In brief
Societe Generale Ghana Plc (SOGEGH) released its audited FY2023 results last Wednesday, reporting earnings that surpassed our estimates mainly due to a lower-than-expected operating costs. The bank’s earnings nearly quadrupled year-on-year to GHS 424.8mn, propelled by robust revenue growth and a significant decrease in impairments on financial assets. However, to our disappointment, the improvement in SOGEGH’s NPL ratio in 3Q2023 was short-lived as the metric increased by 7.1pp in 4Q2023 to 19.6% (+6.1pp y/y), the highest over the last decade. On the upside, the bank’s CAR, with regulatory forbearance, improved to 18.7% (+3.5pp q/q | +2.7pp y/y) on the back of improved bottom-line performance. The significant improvement in SOGEGH’s profit profile nudged the bank’s fair value to GHS 1.72 per share, resulting in a positive re-rating of the stock to HOLD.
Performance: Robust revenue performance and lower costs propel bottom-line growth
- Profit after tax increased by 290.3% y/y to GHS 424.8mn, driven by strong revenue growth and a sharp decline in impairments on financial assets. SOGEGH’s profit after tax exceeded our estimates by 34.5% as operating costs came in 15.1% lower than our projection.
- Net interest income increased by 66.5% y/y to GHS 873.4mn, driven by 65.1% y/y rise in interest income, notwithstanding the 59.7% y/y increase in interest expense.
- Non-funded income grew by 31.6% y/y to GHS 364.4mn, propelled by growth in trading income, net income from other financial instruments carried at fair value and other operating income.
- The bank’s operating expenses grew by 36.9% y/y to GHS 477.1mn, reflecting the elevated inflationary pressures during the year. However, SOGEGH’s cost-to-income ratio improved to 38.5% (-4.9%pp y/y), due to the surge in operating income which overshot the rise in costs.
- Impairment charges on financial assets declined by 65.2% y/y to GHS 99.2mn. However, net impairments on financial assets for 4Q2023 came in at GHS 52.5mn from an impairment gain of GHS 20.5mn in 3Q2023, reflecting the rise in the NPL ratio to 19.6% (+7.1pp q/q).
- SOGEGH’s CAR (with regulatory forbearance) improved to 18.7% (+3.5pp q/q | +2.7pp y/y) on the back of the bank’s strong profit performance.
Our View: Asset quality woes cast a somber tone
- In line with our broader view of the sector’s performance, we expect SOGEGH’s pre-impairment income to remain strong in 2024, benefiting largely from double-digit yields on government securities albeit the ongoing correction in yields on the back of cooling inflation.
- We anticipate a slowdown in loan book growth in 2024, considering the recent decline in asset quality.

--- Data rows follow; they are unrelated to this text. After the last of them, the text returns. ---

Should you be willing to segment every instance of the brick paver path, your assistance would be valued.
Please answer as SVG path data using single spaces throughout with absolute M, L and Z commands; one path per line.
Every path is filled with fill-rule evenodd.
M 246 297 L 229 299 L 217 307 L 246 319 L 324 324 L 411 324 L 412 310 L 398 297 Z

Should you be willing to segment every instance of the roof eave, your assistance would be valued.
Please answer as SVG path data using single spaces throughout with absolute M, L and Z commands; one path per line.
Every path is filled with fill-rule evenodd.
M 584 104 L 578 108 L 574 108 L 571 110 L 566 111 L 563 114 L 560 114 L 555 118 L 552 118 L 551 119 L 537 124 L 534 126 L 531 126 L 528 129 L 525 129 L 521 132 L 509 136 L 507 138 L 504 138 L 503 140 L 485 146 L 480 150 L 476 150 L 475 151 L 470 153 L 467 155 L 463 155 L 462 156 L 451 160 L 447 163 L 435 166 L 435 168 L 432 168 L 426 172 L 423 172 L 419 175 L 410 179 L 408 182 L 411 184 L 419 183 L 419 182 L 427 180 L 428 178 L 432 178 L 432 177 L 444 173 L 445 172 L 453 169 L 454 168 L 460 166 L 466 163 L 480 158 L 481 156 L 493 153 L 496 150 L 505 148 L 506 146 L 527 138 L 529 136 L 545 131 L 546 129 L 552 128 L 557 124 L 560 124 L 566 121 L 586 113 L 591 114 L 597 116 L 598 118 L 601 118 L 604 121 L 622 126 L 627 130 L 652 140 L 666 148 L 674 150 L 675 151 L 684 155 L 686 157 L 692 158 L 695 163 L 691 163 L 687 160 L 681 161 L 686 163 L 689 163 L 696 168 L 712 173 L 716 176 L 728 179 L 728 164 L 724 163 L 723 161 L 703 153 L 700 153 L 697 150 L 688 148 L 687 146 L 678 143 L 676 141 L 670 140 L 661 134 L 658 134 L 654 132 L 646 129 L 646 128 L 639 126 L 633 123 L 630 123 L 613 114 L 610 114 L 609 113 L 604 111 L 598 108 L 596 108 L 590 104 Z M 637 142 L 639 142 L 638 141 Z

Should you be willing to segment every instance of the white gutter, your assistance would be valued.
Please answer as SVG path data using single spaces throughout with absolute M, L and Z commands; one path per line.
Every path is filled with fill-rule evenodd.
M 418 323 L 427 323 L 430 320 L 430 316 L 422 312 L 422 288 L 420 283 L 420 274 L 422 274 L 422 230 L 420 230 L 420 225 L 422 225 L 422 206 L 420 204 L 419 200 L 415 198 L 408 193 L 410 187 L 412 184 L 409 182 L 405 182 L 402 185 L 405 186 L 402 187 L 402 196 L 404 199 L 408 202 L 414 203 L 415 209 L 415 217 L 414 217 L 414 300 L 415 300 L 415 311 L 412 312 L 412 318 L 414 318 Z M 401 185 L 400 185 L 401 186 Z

Our estimates indicate the bank’s gross loan-to-deposit ratio stood at 89.0% at the end of 2023, nearing the bank’s upper band target of 90%. SOGEGH’s NPL ratio has surged to a new high of 19.8%, prompting our concerns regarding the quality of the bank’s loan book and the outlook for cost of risk.
- We are of the view that credit risk will remain elevated in the near term as economic growth remains subdued, and moved to adjust our cost of risk (CoR) higher in 2024 to 2.7% from 2.2%. However, we expect the CoR to improve post 2025 as economic recovery becomes more pronounced and consequently modelled CoR to moderate to 2.0 by 2028.
- We maintain a positive outlook on SOGEGH’s non-funded income business and expect growth in non-interest revenue to remain positive. Cooling inflation should also support further moderation in the growth in operating expenses.
- On a positive note, the improvement in SOGEGH’s CAR with regulatory forbearance bodes well for investors, and we expect the bank to be in strong position to pay dividends post 2025 when the suspension of dividends is lifted. We project SOGEGH’s CAR excluding regulatory forbearance to reach the low 20’s (in percentage terms) by 2025.
- Overall, we expect SOGEGH to record decent earnings at the end of the year, with the expected slowdown in credit growth and elevated credit risk serving as the main drag on earnings growth in 2024.
Valuation & Recommendation: HOLD for now
- We revise our rating on SOGEGH from REDUCE to HOLD, reflecting the strong improvement in the bank’s profit profile with FY2023 profit after tax reaching the GHS 400mn mark well ahead of our initial estimates. SOGEGH is currently trading at a P/B ratio of 0.7x.